Wednesday is Tax Day, the dreaded April 15, when income taxes are due to the United States government — one part of the tax code not yet on the GOP chopping block. American colonists cried “No taxation without representation,” which, as befits the streamlining of modern life, has become simply “No taxation.”
Twenty years ago, the idea that American citizens should not pay taxes was limited to the lunatic fringe, who would pick over the Revenue Act of 1913 and write elaborate, self-published manifestos explaining why federal income taxes were a Wilsonian conspiracy against the Constitution and natural law. Now mainstream Republican candidates chant it as a mantra.
Look at the first three Republicans to charge out of the gate in the 2016 presidential primary race.
“We need to abolish the IRS,” Texas Sen. Ted Cruz told a conservative conference last month — though not, to my surprise, because taxes won’t be collected, but rather because a low flat rate will be charged so taxpayers will merely write their salary on a postcard, multiply it by a universal figure and be done.
Kentucky Sen. Rand Paul also talks wistfully about eliminating the IRS, and has a number for his flat tax — 17 percent — which, like all flat tax plans, is a half-clever way of saying, “Tax breaks for everybody!” (If the figure sounds familiar, Steve Forbes ran on a 17 percent flat tax in 2000. Historical note: He lost).
Marco Rubio doesn’t want to cut taxes for everyone, just the middle class and the rich, which is code for everyone, since poor people don’t pay much income tax.

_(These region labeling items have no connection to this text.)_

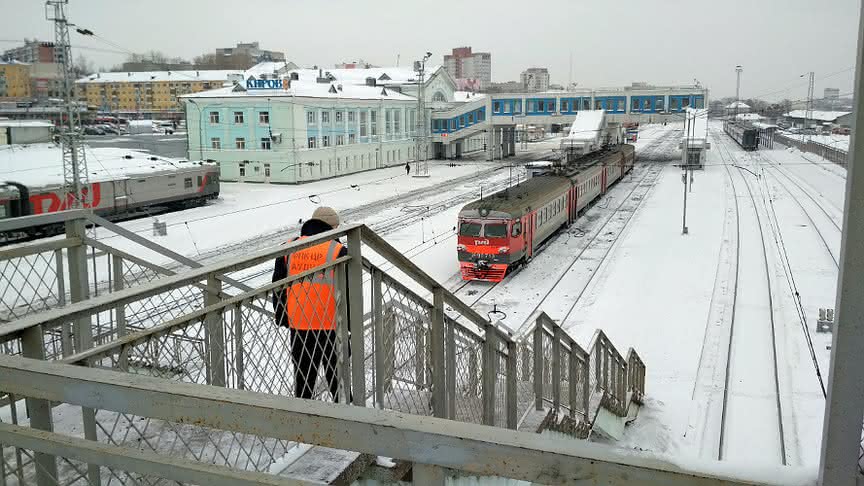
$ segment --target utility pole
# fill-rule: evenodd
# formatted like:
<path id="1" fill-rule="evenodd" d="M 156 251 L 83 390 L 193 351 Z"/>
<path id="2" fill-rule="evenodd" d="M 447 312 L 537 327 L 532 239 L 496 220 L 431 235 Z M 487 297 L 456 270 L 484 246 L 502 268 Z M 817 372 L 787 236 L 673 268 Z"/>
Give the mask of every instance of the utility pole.
<path id="1" fill-rule="evenodd" d="M 735 66 L 735 77 L 737 78 L 735 81 L 735 118 L 738 118 L 738 105 L 741 103 L 741 71 L 744 68 L 741 65 Z"/>
<path id="2" fill-rule="evenodd" d="M 416 161 L 416 170 L 414 177 L 429 177 L 429 164 L 426 162 L 426 151 L 428 136 L 428 128 L 426 127 L 426 61 L 432 57 L 431 52 L 427 52 L 423 59 L 414 61 L 414 70 L 417 71 L 417 115 L 415 117 L 415 134 L 414 134 L 414 155 Z"/>
<path id="3" fill-rule="evenodd" d="M 737 107 L 737 105 L 736 105 L 736 107 Z M 684 142 L 682 145 L 684 150 L 682 151 L 682 154 L 681 154 L 681 168 L 683 169 L 683 171 L 681 173 L 681 182 L 684 183 L 684 216 L 683 216 L 683 219 L 681 221 L 681 234 L 682 235 L 687 234 L 687 164 L 688 164 L 687 159 L 690 155 L 688 153 L 687 137 L 688 137 L 688 133 L 689 133 L 689 131 L 688 131 L 689 130 L 689 127 L 688 127 L 689 121 L 690 121 L 690 114 L 685 112 L 684 113 Z"/>
<path id="4" fill-rule="evenodd" d="M 809 84 L 807 85 L 807 106 L 806 106 L 806 109 L 804 110 L 804 133 L 807 136 L 808 142 L 811 139 L 810 138 L 810 132 L 808 131 L 808 128 L 810 127 L 810 125 L 812 123 L 812 118 L 813 118 L 813 87 L 814 87 L 813 86 L 813 81 L 814 81 L 813 74 L 814 74 L 813 71 L 810 71 L 809 73 L 806 74 L 806 76 L 810 77 Z M 800 77 L 803 78 L 804 76 L 805 76 L 805 74 L 802 74 Z"/>
<path id="5" fill-rule="evenodd" d="M 66 20 L 66 5 L 69 0 L 45 2 L 45 18 L 54 22 L 54 48 L 59 49 L 60 67 L 63 70 L 63 97 L 66 102 L 66 121 L 61 128 L 60 144 L 63 150 L 63 186 L 66 191 L 67 209 L 80 208 L 88 194 L 87 159 L 81 143 L 80 117 L 75 102 L 75 73 L 72 65 L 72 48 L 69 44 L 69 22 Z M 92 32 L 79 29 L 84 35 Z"/>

The Tax Policy Center estimates Rubio’s plan would cost the government $2.4 trillion over 10 years. The Wall Street Journal called it “remarkably timid” for not cutting enough.

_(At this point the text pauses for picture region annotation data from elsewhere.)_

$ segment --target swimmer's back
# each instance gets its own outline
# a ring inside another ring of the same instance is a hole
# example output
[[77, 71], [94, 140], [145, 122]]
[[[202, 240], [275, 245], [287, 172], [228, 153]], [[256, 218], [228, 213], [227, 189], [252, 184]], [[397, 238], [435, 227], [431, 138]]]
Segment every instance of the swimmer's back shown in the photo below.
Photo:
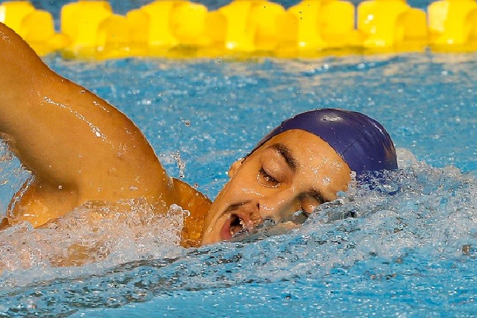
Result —
[[10, 221], [39, 226], [86, 200], [175, 200], [171, 178], [130, 120], [50, 70], [1, 24], [0, 35], [0, 132], [34, 176]]

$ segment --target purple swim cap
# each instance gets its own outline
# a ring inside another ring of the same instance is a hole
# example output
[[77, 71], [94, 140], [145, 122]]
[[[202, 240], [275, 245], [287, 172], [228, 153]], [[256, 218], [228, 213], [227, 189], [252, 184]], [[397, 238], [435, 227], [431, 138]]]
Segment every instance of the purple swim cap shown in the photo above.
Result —
[[301, 113], [283, 122], [259, 142], [291, 129], [313, 133], [328, 142], [350, 169], [364, 171], [398, 169], [396, 151], [384, 128], [361, 113], [322, 109]]

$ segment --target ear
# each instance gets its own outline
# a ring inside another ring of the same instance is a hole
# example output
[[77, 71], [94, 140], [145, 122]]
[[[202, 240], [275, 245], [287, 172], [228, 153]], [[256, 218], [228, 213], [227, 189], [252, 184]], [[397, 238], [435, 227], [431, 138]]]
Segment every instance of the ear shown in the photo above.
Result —
[[238, 159], [237, 161], [232, 164], [230, 169], [229, 169], [229, 178], [232, 178], [232, 177], [235, 176], [235, 174], [237, 173], [237, 170], [238, 170], [240, 166], [242, 165], [242, 161], [243, 161], [243, 160]]

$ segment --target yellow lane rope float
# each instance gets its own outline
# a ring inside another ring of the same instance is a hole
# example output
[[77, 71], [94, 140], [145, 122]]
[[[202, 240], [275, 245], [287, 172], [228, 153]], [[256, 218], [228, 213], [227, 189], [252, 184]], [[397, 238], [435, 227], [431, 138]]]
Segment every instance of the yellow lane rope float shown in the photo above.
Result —
[[216, 10], [159, 0], [115, 14], [108, 1], [64, 5], [60, 30], [50, 13], [25, 1], [0, 4], [0, 21], [39, 54], [69, 58], [317, 57], [329, 54], [477, 50], [476, 0], [439, 0], [427, 12], [405, 0], [303, 0], [286, 10], [234, 0]]

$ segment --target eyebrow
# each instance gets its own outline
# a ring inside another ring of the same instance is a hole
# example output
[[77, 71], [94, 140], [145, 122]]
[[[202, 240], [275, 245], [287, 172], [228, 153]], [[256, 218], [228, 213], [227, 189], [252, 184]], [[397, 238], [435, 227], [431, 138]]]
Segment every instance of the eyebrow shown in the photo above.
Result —
[[297, 170], [297, 167], [298, 167], [298, 160], [292, 155], [291, 151], [288, 148], [287, 148], [284, 144], [274, 144], [271, 146], [271, 148], [276, 150], [277, 152], [280, 154], [285, 161], [287, 165], [294, 171]]

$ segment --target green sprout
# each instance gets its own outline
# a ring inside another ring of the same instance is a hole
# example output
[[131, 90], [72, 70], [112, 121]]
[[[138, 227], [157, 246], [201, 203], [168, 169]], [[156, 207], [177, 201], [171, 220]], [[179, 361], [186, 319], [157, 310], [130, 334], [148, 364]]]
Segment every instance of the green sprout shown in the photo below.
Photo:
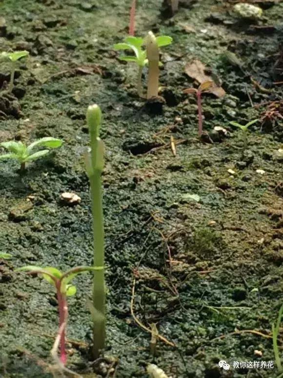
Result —
[[17, 67], [17, 62], [21, 58], [25, 58], [29, 55], [29, 52], [24, 50], [22, 51], [15, 51], [15, 52], [2, 52], [0, 54], [0, 60], [9, 60], [11, 62], [11, 76], [10, 77], [10, 84], [8, 90], [12, 92], [14, 88], [14, 79], [15, 78], [15, 71]]
[[77, 288], [70, 282], [78, 274], [92, 271], [91, 267], [76, 267], [63, 273], [52, 267], [36, 267], [28, 265], [16, 269], [16, 271], [27, 271], [30, 274], [37, 274], [44, 278], [55, 288], [59, 312], [59, 328], [58, 336], [51, 351], [54, 358], [57, 357], [57, 340], [60, 344], [60, 358], [59, 362], [64, 366], [67, 361], [66, 353], [65, 333], [67, 319], [68, 317], [68, 304], [67, 297], [72, 296], [77, 292]]
[[[142, 76], [143, 67], [148, 63], [148, 59], [147, 56], [147, 50], [143, 48], [143, 45], [145, 44], [145, 39], [140, 37], [127, 37], [124, 39], [123, 43], [116, 44], [114, 45], [115, 50], [132, 50], [134, 53], [134, 55], [122, 55], [119, 57], [121, 60], [125, 62], [134, 62], [138, 67], [138, 77], [137, 80], [137, 88], [138, 94], [140, 97], [142, 97]], [[166, 46], [172, 43], [172, 39], [167, 36], [160, 36], [156, 38], [156, 43], [158, 47], [162, 46]], [[159, 65], [162, 65], [159, 62]]]
[[12, 255], [10, 253], [4, 253], [2, 252], [0, 252], [0, 259], [5, 259], [8, 260], [12, 258]]
[[[276, 324], [272, 324], [272, 339], [273, 344], [273, 351], [274, 352], [274, 356], [275, 357], [275, 361], [278, 369], [279, 373], [282, 373], [283, 369], [282, 369], [282, 365], [281, 364], [281, 359], [280, 356], [279, 356], [279, 351], [278, 348], [278, 344], [277, 343], [277, 338], [278, 335], [279, 334], [279, 332], [280, 331], [280, 324], [282, 320], [283, 319], [283, 305], [280, 308], [279, 312], [278, 313], [278, 317], [277, 317], [277, 320]], [[281, 375], [280, 377], [282, 377], [283, 375]]]
[[86, 171], [90, 183], [93, 218], [94, 267], [92, 306], [93, 355], [97, 358], [105, 348], [105, 284], [104, 240], [101, 175], [104, 167], [104, 143], [99, 137], [101, 112], [98, 105], [88, 107], [86, 120], [90, 150], [85, 156]]
[[243, 150], [246, 150], [247, 148], [247, 129], [249, 126], [253, 125], [254, 123], [257, 122], [258, 119], [254, 119], [253, 121], [251, 121], [248, 122], [244, 126], [243, 125], [240, 125], [238, 122], [235, 122], [234, 121], [231, 121], [230, 123], [231, 125], [233, 125], [233, 126], [239, 127], [243, 132]]
[[49, 150], [40, 150], [34, 152], [34, 149], [38, 147], [46, 148], [58, 148], [63, 144], [63, 141], [56, 138], [46, 136], [38, 139], [27, 147], [21, 142], [16, 142], [11, 140], [9, 142], [3, 142], [0, 143], [0, 146], [7, 150], [8, 154], [0, 155], [0, 160], [7, 159], [16, 159], [20, 164], [20, 170], [25, 169], [25, 163], [28, 161], [37, 160], [49, 153]]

The bedrock of the Republican Party for 30 years has been the notion that our government is bad, by definition. Since cutting specific functions — health care for veterans, say, or milk for poor children — draws howls of protest and can even raise a tingle in anthracite Republican hearts, the focus was shifted to impersonal dollars.Cut taxes, ignore where those missing taxes would go. Starve the body and the head dies.
If you try to get at why government is bad, they’ll say it’s corrupt or incompetent or domineering or illegal — or all four. My theory is they despise the people who are most dependent on government services — especially the poor and minorities — and since publicly despising them has gone out of fashion, they attack the government as a surrogate. I can’t prove this, but then they can’t prove that trickle-down economics works and that never stops them from insisting that giving money to the rich somehow profits the poor.
Speaking of facts, for those eccentrics who, like me, still find facts meaningful, the fact is that our taxes are low however you compare them.
Our taxes are low internationally: Our federal taxes top out at 39 percent. In Great Britain, it’s 45 percent. In Australia, 50 percent. (Comparisons are difficult, with each country having a complicated web of local and national taxes. That suggests these questions are nuanced and complex, and why should I be the only one pushing that crazy idea.)
U.S. taxes are also low historically: Our top federal income tax rate is 39 percent. In the 1950s, it was a jaw-dropping 91 percent. Rich folk still worked. (Nobody actually paid that much — again with the nuance. With deductions, the top effective tax rate was 70 percent. The economy boomed).
Taxation is one of the most common features of civilization, along with baking bread. And there is astounding consistency. Today the top 10 percent of U.S. wage earners pay an average of 19.2 percent in federal taxes. That’s almost exactly the rate paid in ancient Egypt. “Joseph made it a law over the land of Egypt unto this day that Pharaoh should have the fifth part” it says in Genesis.
To be fair, I should mention the tax position of Hillary Clinton, who this week entered the race for the Democratic presidential nomination. She feels the wealthy aren’t taxed enough, aren’t paying their fair share in society. Talk aboutcrazy.